常に冷静であれと長年に渡りそう教え込まれてきたキスティスは、苦い顔つきになると、
「私だって心配だわ。でも、感情的に叫んでいるだけで、物事は解決するのかしら?」
苦渋を漂わせた口調で、自嘲気味に呟く。
以前感情に流されるまま動いてしまい、作戦を不首尾に終わらせそうになったことがあったのだ。その時同じ轍は二度と踏むまいと、心に誓ったキスティスだった。
「・・・ごめん。
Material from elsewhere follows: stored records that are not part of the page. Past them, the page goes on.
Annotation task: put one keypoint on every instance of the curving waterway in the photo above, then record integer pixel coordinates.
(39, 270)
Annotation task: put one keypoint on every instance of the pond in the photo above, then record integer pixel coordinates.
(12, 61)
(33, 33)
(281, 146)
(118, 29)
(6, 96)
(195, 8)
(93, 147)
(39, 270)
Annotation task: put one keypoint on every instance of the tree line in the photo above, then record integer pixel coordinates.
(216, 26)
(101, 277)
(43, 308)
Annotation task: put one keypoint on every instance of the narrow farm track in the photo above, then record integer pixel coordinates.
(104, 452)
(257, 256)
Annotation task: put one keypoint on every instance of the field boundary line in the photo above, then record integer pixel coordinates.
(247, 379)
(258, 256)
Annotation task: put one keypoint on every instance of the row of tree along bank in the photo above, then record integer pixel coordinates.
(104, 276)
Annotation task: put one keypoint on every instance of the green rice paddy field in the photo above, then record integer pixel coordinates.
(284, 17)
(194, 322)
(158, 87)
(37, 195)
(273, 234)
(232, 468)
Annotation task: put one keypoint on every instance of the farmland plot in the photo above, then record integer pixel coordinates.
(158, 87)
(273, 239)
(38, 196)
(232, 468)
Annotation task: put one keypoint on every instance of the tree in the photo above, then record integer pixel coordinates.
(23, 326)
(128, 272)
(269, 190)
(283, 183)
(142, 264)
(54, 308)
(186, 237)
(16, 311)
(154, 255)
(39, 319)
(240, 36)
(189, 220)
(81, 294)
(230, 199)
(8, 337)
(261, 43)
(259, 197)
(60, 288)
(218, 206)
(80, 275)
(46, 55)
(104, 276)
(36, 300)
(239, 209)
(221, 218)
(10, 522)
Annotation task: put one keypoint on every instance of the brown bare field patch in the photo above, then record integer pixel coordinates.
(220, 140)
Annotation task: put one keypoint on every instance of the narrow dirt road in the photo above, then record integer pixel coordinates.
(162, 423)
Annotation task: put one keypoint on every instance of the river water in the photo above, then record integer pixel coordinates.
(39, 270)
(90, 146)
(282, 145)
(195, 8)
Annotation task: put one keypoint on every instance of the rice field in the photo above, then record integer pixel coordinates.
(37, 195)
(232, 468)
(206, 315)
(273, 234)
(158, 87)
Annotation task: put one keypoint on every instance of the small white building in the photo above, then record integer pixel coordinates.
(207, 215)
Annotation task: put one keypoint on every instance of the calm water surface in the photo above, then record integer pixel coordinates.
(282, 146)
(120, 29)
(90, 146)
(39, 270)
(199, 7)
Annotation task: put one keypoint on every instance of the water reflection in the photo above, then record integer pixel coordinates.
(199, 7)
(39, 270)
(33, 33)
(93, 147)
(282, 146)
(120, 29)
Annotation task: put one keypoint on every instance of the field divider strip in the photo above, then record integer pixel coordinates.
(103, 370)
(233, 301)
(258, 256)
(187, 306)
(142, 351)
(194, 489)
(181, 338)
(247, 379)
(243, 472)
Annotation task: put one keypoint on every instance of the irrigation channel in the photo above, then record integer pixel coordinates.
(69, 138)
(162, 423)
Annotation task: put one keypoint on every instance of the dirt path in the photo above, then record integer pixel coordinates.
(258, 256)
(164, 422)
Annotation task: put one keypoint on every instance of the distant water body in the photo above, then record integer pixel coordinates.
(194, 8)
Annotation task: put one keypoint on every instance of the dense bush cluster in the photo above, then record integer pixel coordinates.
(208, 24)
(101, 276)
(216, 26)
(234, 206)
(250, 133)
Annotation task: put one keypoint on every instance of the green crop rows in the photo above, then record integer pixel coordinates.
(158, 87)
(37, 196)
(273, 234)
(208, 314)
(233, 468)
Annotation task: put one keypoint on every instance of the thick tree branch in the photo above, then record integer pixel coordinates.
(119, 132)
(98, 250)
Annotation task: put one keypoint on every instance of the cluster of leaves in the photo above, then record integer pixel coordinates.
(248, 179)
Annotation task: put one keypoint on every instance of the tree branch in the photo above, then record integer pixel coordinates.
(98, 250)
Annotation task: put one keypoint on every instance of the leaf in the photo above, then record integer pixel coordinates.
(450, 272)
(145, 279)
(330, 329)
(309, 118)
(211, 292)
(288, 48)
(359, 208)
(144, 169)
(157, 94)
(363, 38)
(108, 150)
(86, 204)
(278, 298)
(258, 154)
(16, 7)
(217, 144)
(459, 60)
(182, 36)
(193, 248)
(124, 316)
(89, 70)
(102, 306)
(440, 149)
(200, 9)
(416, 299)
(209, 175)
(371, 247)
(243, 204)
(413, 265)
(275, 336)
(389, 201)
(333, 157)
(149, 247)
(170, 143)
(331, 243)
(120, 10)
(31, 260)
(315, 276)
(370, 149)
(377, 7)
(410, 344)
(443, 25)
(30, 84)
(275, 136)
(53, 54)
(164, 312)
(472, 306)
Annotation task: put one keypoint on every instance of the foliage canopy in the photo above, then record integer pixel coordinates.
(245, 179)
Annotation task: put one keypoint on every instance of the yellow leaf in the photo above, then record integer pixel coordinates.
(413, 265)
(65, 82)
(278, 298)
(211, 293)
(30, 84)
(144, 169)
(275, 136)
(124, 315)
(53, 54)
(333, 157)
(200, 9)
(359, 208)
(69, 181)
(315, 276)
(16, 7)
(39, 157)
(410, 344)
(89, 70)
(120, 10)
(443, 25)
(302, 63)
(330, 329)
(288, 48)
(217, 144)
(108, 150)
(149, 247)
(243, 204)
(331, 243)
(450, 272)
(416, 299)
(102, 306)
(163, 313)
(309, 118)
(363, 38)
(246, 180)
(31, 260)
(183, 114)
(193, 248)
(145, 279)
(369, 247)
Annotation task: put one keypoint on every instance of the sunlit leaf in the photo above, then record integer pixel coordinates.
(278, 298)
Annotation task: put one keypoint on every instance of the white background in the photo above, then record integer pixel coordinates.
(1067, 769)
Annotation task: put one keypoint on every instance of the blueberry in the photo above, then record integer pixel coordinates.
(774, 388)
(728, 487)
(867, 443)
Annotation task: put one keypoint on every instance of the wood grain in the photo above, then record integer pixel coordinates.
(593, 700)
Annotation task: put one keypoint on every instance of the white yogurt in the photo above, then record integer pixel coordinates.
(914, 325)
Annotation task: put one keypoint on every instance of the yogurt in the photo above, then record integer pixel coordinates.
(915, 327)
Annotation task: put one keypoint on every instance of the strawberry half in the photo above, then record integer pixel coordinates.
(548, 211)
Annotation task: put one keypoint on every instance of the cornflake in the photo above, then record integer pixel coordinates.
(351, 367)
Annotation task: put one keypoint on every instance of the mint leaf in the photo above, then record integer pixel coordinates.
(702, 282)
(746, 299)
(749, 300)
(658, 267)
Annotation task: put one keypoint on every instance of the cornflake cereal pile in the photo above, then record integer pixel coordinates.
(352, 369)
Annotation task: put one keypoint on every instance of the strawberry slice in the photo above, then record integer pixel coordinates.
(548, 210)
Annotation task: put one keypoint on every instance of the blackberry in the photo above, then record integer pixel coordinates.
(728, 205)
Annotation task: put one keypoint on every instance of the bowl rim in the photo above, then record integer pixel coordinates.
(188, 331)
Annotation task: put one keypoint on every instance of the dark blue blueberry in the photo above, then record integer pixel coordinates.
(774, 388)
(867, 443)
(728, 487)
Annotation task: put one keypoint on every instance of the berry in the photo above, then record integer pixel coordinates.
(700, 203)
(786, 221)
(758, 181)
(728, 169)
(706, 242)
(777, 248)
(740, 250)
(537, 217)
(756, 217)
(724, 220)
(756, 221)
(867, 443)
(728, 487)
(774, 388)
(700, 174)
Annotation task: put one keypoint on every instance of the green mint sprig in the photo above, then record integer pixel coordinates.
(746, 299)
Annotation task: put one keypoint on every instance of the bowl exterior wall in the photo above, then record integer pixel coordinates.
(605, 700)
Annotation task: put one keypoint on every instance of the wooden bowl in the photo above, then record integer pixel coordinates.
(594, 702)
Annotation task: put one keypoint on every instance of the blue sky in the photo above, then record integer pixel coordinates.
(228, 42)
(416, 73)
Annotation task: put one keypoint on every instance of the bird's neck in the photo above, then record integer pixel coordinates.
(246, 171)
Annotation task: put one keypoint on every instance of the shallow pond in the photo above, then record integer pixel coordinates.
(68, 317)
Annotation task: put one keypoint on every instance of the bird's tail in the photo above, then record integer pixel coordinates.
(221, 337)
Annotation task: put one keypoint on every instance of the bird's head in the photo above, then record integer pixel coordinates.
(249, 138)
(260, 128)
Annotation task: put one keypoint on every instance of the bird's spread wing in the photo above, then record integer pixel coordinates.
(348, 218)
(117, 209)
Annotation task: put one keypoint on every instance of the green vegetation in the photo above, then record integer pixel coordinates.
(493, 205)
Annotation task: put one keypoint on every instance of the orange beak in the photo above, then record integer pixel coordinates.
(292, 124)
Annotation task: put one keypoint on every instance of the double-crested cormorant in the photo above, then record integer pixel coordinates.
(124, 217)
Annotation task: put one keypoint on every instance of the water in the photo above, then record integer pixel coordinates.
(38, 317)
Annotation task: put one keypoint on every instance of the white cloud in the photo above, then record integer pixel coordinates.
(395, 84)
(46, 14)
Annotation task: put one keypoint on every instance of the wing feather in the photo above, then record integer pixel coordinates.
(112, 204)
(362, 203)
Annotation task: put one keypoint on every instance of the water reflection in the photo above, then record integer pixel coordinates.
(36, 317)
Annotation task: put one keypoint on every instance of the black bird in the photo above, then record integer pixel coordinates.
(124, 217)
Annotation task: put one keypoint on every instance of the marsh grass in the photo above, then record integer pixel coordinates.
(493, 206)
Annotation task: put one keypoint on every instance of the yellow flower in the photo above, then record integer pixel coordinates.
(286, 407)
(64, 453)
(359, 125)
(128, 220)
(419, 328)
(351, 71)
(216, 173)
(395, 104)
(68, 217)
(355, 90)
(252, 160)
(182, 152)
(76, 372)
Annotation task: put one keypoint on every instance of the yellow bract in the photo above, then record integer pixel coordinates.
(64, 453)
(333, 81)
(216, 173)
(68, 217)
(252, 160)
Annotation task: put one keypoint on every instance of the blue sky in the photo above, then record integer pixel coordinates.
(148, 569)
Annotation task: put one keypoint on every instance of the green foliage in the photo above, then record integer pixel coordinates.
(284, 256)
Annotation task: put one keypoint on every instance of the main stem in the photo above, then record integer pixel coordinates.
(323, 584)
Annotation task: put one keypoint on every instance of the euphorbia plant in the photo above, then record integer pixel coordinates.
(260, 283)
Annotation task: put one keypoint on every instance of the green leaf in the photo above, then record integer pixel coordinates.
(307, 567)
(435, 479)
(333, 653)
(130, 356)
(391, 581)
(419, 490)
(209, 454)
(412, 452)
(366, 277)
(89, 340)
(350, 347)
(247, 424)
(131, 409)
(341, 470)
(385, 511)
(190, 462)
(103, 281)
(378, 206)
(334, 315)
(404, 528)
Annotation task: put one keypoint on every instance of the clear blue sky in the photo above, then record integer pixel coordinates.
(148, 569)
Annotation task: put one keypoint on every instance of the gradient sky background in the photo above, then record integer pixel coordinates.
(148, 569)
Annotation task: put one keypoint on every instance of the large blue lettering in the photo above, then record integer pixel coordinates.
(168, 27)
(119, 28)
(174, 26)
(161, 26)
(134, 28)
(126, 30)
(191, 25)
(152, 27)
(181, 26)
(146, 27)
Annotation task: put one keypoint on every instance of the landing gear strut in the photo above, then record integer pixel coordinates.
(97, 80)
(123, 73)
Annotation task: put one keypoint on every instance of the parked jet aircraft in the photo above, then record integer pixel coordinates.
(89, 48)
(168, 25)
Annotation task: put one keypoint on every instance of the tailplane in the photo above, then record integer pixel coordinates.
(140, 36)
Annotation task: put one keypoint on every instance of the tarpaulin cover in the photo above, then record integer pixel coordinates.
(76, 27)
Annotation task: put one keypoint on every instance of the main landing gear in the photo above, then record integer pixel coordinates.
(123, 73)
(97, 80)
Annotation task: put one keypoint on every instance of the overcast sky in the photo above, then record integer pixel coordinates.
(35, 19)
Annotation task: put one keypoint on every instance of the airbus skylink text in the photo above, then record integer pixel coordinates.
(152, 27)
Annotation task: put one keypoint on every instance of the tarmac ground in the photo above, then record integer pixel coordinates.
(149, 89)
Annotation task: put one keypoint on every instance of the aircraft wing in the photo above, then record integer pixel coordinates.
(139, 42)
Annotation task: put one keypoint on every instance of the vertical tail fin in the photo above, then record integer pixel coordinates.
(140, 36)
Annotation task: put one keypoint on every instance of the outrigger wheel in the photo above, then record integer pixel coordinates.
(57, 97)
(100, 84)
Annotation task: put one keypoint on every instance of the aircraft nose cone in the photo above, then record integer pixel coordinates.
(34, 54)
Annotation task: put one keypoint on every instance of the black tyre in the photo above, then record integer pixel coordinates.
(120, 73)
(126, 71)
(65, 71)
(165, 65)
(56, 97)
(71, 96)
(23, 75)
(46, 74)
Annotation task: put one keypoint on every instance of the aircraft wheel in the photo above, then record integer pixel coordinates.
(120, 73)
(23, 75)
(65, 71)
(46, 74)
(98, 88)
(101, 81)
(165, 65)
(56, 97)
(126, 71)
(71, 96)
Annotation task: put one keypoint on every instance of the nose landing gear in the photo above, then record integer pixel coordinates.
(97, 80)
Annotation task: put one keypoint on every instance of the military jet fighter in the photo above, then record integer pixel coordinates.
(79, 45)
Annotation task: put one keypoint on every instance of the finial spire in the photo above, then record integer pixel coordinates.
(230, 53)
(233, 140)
そうよね、こんな時こそ、私たち、しっかりしなくちゃね!」
未だにその顔は泣き濡れていたが、それを振り払うようにリノアは殊更明るい口調で告げる。
「ええ、そうね。私たちがしっかりしなくてはいけないわね」
女性陣はそう一致団結するのであった。
途中から一人蚊帳の外に置かれる形となったラグナは、少々いじけてしまっていた。